Instrument zur Reifegradbestimmung

Praxisnahes Bewertungssystem für die digitale und grüne Transformation (Teil 1)

Hand hält Glühbirne, darüber grüne Symbole für Umwelt und Digitalisierung. Bild: @juststock, Getty Images via canva.com

Ein Beitrag von Prof. (FH) Dr. Dr. Mario Situm, MBA, Lea Carnuth, M. A., und Selina-Maria Schiller, M. Sc.

Digitalisierung und grüne Transformation sind zwei wesentliche Trends, die den zukünftigen Fortbestand von Unternehmen in sämtlichen Teilbereichen der unternehmerischen Wertkette beeinflussen werden. Aus diesem Grund ist es für Unternehmer unabdingbar, die eigene Reife der digitalen und grünen Transformation zu bestimmen und daraus passende Ausgestaltungsmaßnahmen abzuleiten. Die Basis stellt dabei der Status quo hinsichtlich grüner und nachhaltiger Initiativen dar. Im Rahmen dieses Beitrags wird ein aus einem EU-Projekt entwickeltes und validiertes Bewertungssystem vorgestellt. Dieses können Ihre Mandanten in der betrieblichen Praxis einsetzen, um die digitale und grüne Transformation zu fördern.

KERNAUSSAGEN

👉 Integration von Digitalisierung und Nachhaltigkeit: Digitalisierung und grüne Transformation sind entscheidende Trends, die Unternehmen in alle Bereiche ihrer Wertschöpfungskette integrieren müssen, um langfristig erfolgreich zu sein.

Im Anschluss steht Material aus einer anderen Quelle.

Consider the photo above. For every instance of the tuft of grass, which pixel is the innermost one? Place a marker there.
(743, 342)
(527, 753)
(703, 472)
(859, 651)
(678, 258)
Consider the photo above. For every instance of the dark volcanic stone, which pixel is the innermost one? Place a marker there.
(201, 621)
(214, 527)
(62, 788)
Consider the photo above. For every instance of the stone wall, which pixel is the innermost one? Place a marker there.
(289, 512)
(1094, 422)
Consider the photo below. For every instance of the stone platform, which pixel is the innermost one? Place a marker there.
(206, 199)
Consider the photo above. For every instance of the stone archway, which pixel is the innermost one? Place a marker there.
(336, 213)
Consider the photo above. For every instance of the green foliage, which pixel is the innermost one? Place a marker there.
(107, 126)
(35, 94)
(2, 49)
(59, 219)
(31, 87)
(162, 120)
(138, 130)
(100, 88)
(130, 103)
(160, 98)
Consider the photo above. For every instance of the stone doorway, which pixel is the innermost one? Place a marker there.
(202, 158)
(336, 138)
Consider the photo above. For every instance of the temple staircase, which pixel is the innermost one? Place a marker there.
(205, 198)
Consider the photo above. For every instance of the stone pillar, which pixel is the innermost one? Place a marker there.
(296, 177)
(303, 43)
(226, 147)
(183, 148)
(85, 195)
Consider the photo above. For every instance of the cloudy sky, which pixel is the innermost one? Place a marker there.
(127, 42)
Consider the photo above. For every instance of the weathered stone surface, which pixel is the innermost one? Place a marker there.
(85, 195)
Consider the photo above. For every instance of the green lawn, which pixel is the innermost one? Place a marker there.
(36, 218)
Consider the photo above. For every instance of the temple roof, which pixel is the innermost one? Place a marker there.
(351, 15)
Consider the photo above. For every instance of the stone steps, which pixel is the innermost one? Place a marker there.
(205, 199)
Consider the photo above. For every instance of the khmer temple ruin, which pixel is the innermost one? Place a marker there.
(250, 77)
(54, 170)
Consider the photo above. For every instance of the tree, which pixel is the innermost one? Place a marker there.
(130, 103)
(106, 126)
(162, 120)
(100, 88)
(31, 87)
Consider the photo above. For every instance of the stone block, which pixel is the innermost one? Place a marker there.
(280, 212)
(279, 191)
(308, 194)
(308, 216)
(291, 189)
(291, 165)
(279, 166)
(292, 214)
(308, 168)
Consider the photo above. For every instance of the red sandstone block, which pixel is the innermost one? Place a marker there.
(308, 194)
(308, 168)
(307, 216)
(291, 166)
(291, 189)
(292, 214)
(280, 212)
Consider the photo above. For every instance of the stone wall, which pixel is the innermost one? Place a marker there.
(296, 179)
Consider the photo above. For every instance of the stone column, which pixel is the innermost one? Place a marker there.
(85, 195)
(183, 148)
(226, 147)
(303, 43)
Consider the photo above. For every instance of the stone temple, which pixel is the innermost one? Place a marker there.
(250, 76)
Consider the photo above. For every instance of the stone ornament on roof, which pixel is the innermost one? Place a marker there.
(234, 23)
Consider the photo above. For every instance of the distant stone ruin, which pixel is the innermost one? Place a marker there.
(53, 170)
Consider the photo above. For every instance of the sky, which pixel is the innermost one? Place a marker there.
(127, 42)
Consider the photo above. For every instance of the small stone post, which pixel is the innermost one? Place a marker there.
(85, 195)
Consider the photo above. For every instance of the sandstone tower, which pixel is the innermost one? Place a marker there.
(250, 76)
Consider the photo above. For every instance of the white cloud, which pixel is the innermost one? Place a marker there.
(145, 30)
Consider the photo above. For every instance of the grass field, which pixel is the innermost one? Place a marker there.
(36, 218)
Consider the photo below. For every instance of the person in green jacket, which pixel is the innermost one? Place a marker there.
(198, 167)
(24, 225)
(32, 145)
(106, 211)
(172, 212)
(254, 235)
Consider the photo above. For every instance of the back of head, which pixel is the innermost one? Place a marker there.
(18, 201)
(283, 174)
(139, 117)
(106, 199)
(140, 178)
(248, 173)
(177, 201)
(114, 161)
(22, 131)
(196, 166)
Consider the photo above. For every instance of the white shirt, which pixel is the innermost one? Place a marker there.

👉 Herausforderungen bei KMU: Trotz der Bedeutung der digitalen und grünen Transformation haben viele KMU Schwierigkeiten, diese umzusetzen; dies wird deutlich durch fehlende Digitalisierungs- und Nachhaltigkeitsstrategien.

👉 Praxisnahes Bewertungssystem: Ein Bewertungstool unterstützt Unternehmen, den Stand ihrer digitalen und grünen Transformation zu bewerten und gezielte Maßnahmen zur Optimierung abzuleiten.

👉 Vorteile der Transformation: Die systematische Integration digitaler Technologien und nachhaltiger Praktiken steigert Effizienz, Marktposition und Innovationsfähigkeit von Unternehmen und hilft, regulatorische Anforderungen zu erfüllen.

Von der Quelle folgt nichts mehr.